» — Quoi ! Vous ne voudriez pas pousser l’impudence si loin, coquine, lui dis-je ; n’est-ce pas ?
» — Si, je le voudrais, répondit-elle, de tout mon cœur, et je vous croirais l’un et l’autre aussi honnêtes que vous le fûtes jamais dans toute votre vie.
» — Qu’est-ce qui prend la gueuse, de parler ainsi ? dis-je. Honnête ! Comment cela peut-il être honnête ?
» — Eh bien ! je vais vous le dire, madame, reprit Amy. J’y ai réfléchi dès que je l’ai entendu parler, et c’est très vrai.

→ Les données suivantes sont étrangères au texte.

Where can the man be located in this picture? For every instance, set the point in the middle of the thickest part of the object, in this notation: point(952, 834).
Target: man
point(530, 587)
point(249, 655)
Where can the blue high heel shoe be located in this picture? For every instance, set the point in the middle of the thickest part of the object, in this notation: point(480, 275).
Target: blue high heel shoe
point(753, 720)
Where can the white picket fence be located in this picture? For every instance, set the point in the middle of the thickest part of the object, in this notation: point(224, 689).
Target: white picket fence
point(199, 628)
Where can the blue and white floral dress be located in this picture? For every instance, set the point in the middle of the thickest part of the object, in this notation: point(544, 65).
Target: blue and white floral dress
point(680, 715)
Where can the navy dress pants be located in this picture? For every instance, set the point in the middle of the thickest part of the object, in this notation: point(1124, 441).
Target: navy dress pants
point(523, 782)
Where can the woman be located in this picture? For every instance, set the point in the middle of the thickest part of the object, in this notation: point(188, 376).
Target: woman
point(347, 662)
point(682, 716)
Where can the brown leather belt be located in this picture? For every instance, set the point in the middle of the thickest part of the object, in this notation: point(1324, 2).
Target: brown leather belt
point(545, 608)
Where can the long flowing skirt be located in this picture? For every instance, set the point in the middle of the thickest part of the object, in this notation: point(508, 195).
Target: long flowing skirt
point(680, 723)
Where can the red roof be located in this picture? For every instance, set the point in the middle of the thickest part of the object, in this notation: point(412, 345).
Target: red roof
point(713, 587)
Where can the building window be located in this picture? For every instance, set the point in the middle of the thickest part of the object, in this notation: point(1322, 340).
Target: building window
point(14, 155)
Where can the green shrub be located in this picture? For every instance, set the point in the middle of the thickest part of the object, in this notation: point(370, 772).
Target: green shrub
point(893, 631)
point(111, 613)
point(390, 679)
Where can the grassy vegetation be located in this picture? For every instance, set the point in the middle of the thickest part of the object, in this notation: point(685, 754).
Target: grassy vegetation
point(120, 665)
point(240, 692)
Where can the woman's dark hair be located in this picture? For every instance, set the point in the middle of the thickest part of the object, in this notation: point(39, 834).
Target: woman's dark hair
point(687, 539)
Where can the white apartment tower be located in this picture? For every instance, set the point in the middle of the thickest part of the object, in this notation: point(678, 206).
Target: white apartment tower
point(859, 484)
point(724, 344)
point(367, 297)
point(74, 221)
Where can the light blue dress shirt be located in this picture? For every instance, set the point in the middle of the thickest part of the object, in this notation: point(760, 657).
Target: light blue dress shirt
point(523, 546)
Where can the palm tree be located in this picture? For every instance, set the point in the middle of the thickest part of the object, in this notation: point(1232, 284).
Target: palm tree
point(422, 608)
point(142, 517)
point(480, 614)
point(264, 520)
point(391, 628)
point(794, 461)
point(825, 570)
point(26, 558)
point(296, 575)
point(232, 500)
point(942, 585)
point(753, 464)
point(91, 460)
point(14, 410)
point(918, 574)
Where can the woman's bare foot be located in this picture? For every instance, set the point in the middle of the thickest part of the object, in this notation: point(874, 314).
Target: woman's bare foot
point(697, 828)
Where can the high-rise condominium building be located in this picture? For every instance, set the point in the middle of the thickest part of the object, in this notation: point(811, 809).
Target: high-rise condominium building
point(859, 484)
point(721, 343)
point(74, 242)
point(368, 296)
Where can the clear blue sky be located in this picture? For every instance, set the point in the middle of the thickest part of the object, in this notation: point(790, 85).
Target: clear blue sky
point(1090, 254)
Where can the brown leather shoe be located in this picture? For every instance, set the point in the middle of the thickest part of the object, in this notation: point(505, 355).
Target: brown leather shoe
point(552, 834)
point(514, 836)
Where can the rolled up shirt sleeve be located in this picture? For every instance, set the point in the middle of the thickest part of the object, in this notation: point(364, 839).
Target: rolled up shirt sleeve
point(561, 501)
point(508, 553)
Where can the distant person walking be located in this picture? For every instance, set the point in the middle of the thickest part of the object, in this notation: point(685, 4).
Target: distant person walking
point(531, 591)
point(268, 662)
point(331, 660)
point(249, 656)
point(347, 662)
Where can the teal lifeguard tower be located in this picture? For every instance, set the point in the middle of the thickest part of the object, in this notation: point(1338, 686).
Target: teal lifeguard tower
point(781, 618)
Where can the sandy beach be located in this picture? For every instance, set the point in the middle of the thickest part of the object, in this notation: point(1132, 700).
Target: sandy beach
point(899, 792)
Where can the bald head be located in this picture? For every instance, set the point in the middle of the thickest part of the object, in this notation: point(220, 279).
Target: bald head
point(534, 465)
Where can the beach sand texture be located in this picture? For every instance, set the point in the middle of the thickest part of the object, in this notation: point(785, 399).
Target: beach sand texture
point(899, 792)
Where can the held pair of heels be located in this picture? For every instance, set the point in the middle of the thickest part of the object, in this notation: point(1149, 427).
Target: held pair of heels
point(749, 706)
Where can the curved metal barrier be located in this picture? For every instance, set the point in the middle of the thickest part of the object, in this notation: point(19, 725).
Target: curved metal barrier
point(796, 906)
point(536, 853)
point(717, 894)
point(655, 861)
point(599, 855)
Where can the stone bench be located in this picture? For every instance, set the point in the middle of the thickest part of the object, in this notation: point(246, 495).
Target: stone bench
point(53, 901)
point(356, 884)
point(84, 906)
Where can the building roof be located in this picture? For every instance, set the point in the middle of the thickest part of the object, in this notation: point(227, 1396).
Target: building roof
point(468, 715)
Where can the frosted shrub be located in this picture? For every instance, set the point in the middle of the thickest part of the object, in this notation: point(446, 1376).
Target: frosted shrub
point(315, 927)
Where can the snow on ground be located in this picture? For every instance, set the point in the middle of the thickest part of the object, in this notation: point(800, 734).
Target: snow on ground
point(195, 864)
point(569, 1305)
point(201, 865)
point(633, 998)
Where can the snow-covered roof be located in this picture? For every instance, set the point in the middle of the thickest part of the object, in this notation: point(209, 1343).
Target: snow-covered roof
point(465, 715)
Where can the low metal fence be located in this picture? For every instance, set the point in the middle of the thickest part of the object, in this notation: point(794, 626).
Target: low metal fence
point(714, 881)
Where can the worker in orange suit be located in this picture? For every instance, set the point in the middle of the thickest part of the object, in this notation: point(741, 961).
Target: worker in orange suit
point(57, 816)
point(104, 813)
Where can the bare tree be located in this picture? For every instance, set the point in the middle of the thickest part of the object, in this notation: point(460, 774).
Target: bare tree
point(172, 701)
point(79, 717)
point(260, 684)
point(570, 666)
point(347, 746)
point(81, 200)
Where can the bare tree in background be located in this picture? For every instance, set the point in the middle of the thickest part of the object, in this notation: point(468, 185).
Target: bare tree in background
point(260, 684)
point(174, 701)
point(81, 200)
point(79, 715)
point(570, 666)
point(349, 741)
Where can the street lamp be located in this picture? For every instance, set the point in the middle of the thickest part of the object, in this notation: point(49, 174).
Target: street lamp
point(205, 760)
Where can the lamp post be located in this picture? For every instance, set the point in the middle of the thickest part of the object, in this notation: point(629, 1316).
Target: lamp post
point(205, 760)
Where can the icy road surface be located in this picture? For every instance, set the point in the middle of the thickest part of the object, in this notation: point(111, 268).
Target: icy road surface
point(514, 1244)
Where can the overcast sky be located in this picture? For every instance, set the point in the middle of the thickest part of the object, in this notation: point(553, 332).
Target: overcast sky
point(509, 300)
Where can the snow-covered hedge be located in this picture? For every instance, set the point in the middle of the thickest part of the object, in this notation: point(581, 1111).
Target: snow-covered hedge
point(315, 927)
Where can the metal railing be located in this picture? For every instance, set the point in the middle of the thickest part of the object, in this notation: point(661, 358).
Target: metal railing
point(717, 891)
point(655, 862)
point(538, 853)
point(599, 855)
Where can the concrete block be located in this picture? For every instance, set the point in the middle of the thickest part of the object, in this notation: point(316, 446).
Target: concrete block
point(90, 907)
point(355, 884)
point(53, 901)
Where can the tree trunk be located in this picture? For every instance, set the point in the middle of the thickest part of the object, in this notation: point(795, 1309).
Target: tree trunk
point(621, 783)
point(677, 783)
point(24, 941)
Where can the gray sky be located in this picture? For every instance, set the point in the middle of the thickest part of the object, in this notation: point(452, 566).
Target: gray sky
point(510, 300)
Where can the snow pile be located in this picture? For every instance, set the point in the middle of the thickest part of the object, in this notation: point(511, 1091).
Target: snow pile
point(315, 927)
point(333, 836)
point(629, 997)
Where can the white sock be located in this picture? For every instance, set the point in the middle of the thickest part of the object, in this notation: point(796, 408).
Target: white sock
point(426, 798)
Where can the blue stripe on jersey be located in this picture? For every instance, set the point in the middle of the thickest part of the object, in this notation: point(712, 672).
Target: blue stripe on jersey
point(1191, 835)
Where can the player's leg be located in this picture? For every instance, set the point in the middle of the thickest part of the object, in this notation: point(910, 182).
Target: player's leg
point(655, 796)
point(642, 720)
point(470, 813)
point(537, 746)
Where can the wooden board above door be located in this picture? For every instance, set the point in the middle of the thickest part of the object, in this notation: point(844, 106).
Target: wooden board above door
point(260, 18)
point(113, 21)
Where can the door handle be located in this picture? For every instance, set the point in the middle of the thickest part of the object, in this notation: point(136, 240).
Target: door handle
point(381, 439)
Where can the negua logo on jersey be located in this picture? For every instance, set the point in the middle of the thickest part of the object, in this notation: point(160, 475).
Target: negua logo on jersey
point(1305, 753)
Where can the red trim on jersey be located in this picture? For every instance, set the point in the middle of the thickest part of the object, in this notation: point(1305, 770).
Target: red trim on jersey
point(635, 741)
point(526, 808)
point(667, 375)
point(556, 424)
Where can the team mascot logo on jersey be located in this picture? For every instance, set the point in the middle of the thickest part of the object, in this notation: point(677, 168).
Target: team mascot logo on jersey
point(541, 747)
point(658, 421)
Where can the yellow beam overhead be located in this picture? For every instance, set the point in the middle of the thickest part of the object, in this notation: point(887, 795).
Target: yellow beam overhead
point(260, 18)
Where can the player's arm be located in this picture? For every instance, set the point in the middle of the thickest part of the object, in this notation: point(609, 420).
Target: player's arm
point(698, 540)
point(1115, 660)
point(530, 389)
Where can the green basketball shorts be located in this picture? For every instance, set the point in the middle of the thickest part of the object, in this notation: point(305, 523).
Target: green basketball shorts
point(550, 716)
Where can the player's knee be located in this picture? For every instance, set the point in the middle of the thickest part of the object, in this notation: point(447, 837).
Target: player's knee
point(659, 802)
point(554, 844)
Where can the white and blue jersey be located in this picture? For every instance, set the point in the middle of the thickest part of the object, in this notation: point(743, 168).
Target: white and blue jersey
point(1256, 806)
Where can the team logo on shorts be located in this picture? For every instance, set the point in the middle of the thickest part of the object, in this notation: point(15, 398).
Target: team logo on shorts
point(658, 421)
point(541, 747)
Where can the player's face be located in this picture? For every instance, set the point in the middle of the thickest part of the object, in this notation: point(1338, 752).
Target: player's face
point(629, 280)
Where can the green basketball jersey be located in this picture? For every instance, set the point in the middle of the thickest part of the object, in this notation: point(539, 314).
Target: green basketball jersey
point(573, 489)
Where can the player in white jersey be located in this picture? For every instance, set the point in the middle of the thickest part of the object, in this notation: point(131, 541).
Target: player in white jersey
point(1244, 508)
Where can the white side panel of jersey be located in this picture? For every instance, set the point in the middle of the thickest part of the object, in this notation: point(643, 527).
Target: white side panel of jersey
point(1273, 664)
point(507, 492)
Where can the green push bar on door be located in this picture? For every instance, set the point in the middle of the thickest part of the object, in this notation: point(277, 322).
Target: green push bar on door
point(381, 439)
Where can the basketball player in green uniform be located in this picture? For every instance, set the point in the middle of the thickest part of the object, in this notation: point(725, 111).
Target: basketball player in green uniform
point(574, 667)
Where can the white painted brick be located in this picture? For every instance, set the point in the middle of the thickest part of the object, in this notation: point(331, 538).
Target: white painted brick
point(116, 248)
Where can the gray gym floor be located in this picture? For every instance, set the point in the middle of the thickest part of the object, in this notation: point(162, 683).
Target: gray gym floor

Il vous appelle veuve ; veuve vous êtes véritablement, car, puisque mon maître vous a quittée depuis tant d’années, il est sûr qu’il est mort ; du moins est-il mort pour vous. Ce n’est pas un mari. Vous êtes et devez être libre d’épouser qui vous voulez. Quant à lui, puisque sa femme est partie d’avec lui et ne veut pas coucher avec lui, il est alors aussi célibataire qu’il l’a jamais été ; et, quoique vous ne puissiez obtenir de la loi du pays d’être unis ensemble, cependant, puisque la femme de l’un et le mari de l’autre refusent de remplir leurs devoirs, vous pouvez certainement vous prendre l’un l’autre honnêtement.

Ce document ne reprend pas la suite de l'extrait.